[Development] QAction-like API for QML
Shawn Rutledge
shawn.t.rutledge at gmail.com
Tue Dec 18 19:18:00 CET 2012
On 18 December 2012 18:39, Alan Alpert <416365416c at gmail.com> wrote:
> Used like Jens suggested for components:
>> RowLayout { Repeater { model: myActions ; ToolButton { action: modelData} }
>> }}
>>
>> Granted, a bit too verbose. However with a little bit of convenience, we can
>> for instance reduce this to just: ActionRowLayout { model: myActions }
>
> Given this approach do we need the ActionGroup type? Are
> exclusive/collapsible needed now?
We discussed it in the office, and Jens made the point that if you
need to expose a list of actions from C++ so that the QML can create a
toolbar from them as described above, then it can just be a plain
QList of actions. (And putting all of the actions from an entire menu
into a toolbar, to make basically a duplicate of one menu, is usually
not good UI design anyway.) Likewise making a tree structure to
represent all the actions in the whole menu system may be the
exception rather than the rule, and in any case it could be an
external tree structure. It doesn't actually make sense to call
something an "action" if its only purpose is to contain other actions;
it would be the action that doesn't act. Likewise the exclusive group
can be a separate thing, but we still have to decide how exactly to
implement it.
So now it seems to me that we can get rid of exclusive and
collapsible, so as to simplify what goes into action so that we can
get it implemented, and then continue thinking about the best way to
expose collections of them from C++, or expose individual ones, as
well as create them in QML.
But I still think the action needs a name, which can be used by the
image provider to find the icon. (This is independent of whether the
image provider uses files or resources; the icon will be found by name
either way.) Maybe we can reuse objectName for that. So the action
is just called "open" but the image provider can go looking for
icon-open-action.png or something, using its own naming convention.
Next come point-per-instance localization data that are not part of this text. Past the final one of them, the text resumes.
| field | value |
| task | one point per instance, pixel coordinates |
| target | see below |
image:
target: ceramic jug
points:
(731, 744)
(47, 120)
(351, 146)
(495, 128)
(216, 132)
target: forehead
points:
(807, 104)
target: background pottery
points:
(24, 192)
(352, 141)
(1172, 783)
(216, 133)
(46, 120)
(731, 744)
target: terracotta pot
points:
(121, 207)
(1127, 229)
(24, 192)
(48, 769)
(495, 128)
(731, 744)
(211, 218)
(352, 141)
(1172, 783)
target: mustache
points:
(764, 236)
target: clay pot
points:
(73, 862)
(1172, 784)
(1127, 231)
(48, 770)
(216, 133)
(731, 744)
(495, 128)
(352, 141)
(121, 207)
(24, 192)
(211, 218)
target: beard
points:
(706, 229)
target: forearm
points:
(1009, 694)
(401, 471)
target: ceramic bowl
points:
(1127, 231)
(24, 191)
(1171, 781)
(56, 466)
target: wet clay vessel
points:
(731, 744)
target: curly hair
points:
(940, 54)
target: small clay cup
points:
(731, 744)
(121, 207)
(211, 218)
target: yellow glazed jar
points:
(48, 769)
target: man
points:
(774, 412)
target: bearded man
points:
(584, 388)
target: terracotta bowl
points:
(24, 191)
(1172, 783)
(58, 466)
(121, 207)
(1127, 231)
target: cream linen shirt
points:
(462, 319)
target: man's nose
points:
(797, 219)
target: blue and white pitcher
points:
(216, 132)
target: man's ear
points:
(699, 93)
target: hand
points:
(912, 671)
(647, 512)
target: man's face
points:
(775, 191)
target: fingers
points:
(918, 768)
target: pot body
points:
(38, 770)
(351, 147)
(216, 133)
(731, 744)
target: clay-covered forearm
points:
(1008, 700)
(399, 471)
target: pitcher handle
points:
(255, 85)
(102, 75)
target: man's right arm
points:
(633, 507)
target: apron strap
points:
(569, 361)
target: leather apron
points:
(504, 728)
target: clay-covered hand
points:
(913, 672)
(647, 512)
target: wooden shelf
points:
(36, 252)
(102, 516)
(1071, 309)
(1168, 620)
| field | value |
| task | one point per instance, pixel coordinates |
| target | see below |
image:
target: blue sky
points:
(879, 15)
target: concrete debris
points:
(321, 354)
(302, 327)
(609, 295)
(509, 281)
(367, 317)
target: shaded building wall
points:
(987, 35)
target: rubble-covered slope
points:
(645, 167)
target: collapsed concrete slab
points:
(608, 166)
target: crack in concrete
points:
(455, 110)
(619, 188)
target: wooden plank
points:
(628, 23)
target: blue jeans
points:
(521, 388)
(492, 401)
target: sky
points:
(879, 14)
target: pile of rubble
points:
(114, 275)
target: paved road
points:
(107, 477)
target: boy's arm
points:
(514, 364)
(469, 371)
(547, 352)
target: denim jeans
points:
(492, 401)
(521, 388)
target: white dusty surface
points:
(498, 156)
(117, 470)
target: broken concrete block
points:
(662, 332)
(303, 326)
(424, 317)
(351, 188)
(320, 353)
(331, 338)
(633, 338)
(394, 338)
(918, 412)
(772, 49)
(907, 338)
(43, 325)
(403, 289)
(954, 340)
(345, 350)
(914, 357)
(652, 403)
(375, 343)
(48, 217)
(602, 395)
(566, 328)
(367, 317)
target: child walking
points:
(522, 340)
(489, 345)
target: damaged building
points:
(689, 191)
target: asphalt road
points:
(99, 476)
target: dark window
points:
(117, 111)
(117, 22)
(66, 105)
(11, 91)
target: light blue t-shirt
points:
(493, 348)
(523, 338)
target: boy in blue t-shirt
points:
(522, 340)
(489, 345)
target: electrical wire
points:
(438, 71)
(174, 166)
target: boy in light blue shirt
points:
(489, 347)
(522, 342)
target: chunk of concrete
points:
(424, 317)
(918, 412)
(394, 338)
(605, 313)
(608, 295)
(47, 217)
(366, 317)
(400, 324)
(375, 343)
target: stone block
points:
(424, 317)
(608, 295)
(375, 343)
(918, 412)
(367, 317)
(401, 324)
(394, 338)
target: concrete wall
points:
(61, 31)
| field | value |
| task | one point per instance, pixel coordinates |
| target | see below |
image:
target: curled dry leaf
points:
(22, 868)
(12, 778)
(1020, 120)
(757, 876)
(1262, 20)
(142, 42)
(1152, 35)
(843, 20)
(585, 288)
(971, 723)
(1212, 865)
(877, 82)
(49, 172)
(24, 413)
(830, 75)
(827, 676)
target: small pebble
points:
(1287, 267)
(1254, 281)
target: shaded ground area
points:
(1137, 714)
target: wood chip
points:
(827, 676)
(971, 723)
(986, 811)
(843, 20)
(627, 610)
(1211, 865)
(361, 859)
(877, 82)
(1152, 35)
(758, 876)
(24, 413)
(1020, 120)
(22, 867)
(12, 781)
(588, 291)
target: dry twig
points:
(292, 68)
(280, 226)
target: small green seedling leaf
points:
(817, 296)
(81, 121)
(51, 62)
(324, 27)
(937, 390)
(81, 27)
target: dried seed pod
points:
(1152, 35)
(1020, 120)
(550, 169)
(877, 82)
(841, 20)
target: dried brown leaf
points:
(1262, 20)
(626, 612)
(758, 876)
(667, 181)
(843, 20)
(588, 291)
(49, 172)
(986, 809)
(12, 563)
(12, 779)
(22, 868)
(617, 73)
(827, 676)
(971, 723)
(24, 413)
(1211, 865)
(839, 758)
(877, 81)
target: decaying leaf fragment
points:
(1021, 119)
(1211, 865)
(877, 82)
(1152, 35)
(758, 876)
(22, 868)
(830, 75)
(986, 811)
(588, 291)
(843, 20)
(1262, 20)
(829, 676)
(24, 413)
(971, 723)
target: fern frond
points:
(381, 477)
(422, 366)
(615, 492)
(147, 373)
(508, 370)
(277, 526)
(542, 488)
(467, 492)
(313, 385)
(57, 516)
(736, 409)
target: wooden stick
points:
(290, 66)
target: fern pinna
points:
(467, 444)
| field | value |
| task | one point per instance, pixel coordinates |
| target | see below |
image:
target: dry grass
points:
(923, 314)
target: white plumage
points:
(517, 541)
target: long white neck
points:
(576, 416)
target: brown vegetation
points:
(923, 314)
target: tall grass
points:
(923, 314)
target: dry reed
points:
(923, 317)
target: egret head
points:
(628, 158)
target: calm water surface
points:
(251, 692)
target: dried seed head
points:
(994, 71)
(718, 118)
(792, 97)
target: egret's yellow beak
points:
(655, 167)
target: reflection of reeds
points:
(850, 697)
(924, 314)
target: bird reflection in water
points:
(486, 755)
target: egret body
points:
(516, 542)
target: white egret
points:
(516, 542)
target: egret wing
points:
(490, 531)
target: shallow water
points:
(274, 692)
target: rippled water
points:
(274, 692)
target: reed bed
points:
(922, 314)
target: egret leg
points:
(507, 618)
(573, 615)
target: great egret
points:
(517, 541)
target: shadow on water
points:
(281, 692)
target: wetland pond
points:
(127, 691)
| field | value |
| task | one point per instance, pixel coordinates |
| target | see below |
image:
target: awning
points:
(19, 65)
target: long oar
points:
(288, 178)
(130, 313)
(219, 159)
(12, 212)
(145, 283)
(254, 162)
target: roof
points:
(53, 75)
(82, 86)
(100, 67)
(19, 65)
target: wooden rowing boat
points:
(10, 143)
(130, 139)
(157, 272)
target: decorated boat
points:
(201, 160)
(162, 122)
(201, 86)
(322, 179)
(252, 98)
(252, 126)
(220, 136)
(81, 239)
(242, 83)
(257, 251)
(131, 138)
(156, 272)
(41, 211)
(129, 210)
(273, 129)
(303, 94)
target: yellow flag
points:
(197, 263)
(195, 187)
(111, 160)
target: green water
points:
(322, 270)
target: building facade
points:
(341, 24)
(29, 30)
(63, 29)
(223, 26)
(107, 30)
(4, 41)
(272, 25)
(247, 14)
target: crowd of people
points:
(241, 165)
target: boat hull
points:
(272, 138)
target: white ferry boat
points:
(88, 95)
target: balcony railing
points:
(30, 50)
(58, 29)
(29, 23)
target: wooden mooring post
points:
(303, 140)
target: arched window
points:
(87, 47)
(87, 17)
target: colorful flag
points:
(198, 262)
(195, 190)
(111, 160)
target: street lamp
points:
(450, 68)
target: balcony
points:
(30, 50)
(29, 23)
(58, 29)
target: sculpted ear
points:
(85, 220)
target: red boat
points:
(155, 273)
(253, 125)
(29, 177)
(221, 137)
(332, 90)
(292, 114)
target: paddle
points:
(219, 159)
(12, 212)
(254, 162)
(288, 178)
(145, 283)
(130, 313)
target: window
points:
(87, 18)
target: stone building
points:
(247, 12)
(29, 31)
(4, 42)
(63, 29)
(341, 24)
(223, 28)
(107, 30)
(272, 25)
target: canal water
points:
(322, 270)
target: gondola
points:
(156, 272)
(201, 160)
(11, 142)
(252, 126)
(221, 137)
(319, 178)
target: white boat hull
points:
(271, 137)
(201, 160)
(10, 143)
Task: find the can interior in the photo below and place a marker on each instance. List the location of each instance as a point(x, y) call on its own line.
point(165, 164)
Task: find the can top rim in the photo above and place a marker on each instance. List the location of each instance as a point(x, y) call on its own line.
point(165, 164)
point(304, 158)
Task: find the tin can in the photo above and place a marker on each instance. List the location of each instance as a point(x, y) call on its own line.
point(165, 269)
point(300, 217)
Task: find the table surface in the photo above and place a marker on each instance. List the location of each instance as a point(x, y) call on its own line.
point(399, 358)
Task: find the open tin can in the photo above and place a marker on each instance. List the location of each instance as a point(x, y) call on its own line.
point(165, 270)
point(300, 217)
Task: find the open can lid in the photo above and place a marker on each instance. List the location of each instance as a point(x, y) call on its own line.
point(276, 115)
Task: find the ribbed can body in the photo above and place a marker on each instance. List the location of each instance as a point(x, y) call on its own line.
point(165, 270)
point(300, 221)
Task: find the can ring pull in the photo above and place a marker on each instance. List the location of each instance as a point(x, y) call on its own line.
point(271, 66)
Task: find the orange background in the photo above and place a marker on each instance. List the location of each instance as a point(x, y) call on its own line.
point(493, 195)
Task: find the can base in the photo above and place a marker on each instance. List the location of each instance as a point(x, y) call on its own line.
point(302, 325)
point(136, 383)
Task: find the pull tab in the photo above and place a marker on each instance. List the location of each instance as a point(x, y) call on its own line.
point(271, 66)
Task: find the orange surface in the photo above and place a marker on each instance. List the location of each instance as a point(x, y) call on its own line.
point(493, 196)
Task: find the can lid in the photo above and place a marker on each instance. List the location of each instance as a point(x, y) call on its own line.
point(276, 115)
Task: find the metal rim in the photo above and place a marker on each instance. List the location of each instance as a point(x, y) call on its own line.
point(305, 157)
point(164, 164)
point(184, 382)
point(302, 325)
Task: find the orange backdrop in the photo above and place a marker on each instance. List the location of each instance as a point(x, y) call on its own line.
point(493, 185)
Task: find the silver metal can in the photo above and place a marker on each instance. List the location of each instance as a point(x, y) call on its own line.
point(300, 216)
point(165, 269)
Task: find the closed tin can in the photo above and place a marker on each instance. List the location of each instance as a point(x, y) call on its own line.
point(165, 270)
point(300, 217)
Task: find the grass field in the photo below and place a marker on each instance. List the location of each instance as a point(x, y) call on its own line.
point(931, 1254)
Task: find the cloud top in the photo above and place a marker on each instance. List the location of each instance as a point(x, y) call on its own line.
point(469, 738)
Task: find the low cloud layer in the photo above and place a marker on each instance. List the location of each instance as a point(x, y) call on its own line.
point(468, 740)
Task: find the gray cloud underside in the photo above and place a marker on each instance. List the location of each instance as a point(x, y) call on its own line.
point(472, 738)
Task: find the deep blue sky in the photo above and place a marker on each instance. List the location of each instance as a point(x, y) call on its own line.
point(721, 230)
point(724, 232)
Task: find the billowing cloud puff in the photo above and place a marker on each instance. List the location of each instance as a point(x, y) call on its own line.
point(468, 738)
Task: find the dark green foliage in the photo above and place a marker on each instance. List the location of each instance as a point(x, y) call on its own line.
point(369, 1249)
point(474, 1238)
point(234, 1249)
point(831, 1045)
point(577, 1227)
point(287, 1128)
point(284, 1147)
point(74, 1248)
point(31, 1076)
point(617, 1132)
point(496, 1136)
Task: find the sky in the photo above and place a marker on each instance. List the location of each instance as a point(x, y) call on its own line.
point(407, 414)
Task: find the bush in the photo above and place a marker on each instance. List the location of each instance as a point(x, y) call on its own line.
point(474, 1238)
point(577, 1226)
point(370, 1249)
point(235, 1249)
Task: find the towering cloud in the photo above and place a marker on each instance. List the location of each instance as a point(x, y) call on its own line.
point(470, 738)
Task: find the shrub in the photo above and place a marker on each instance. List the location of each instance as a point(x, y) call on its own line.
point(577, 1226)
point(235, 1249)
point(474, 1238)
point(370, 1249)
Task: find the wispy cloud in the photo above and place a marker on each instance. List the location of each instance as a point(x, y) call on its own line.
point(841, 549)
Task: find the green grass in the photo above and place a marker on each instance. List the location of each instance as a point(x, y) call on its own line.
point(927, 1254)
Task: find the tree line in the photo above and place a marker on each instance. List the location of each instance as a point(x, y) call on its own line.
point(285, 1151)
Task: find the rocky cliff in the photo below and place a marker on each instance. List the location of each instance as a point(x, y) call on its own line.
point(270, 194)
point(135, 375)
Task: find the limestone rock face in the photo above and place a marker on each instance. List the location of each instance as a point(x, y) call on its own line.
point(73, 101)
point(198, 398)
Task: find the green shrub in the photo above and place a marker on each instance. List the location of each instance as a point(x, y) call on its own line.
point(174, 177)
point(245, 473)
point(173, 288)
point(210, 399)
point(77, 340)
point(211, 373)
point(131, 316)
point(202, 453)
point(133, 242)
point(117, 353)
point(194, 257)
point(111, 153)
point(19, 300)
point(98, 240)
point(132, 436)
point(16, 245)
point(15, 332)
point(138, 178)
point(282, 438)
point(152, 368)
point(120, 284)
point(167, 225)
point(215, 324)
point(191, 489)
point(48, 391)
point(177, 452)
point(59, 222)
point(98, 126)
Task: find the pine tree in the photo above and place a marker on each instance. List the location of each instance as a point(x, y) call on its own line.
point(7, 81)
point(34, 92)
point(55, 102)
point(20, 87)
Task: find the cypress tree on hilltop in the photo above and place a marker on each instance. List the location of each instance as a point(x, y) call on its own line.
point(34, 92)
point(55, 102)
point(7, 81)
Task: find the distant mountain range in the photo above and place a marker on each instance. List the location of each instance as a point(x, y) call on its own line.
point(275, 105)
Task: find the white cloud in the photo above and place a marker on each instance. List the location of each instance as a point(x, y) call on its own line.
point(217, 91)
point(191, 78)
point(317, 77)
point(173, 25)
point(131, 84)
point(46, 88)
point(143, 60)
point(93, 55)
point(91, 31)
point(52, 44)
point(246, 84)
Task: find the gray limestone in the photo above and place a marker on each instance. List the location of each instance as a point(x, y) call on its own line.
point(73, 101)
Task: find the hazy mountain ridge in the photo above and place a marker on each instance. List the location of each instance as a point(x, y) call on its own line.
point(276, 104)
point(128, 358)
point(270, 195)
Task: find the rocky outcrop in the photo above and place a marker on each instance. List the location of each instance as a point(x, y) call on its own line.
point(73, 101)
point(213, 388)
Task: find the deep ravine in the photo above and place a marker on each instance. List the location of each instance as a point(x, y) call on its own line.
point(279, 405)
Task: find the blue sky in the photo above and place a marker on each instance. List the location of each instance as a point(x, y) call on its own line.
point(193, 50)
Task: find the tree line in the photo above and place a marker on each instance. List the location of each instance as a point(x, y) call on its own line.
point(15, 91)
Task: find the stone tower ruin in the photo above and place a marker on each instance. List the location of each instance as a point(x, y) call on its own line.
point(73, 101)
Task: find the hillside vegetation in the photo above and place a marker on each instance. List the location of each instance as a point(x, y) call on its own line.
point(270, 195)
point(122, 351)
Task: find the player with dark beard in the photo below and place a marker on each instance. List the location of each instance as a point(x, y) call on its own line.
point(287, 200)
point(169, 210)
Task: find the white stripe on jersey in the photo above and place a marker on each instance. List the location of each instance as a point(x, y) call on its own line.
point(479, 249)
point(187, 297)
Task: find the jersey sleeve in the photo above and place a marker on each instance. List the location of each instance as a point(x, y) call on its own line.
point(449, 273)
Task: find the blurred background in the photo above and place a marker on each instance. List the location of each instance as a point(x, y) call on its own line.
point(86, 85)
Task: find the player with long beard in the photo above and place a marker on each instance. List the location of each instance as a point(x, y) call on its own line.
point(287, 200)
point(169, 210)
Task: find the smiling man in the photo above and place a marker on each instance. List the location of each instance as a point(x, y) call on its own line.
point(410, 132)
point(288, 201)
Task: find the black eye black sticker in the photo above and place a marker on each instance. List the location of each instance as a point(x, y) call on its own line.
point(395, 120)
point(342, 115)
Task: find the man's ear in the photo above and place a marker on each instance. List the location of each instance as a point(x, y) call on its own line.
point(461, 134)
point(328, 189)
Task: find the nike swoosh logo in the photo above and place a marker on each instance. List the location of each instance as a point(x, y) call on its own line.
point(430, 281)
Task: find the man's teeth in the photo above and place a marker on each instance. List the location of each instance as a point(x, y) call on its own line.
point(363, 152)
The point of that is to avoid repeating yourself in QML.
Whether the images are provided by a QIcon, or by some other means of
providing multiple images at different resolutions, could also be a
detail of the image provider. So we can keep the action pretty well
away from the View part of MVC: it's an abstract representation of one
atom of the Control layer, not a visual representation, although it
contains enough information to be able to construct a visual
representation, so that you can stick it directly in a tool button or
a menu item without having to add extra information first in your own
QML.
The explicit properties that we put into the C++ implementation of the
action class can be limited to the ones that we know every component
implementation will need, as long as we can still add dynamic
properties (or new properties in subclasses) for the platforms that
need something extra.
> I'm of the opinion that Shortcut{} is just confusing, it adds the
> cognitive load of having a choice on how to implement a shortcut for
> no good reason.
That I agreed with from the beginning; I don't see a point in having
anonymous shortcuts, because they should usually be in the menus so
that users can find them. Even if you disagree, you can still create
an action and then leave it out of the menus; we just have to ensure
that the shortcut works whenever the action is enabled.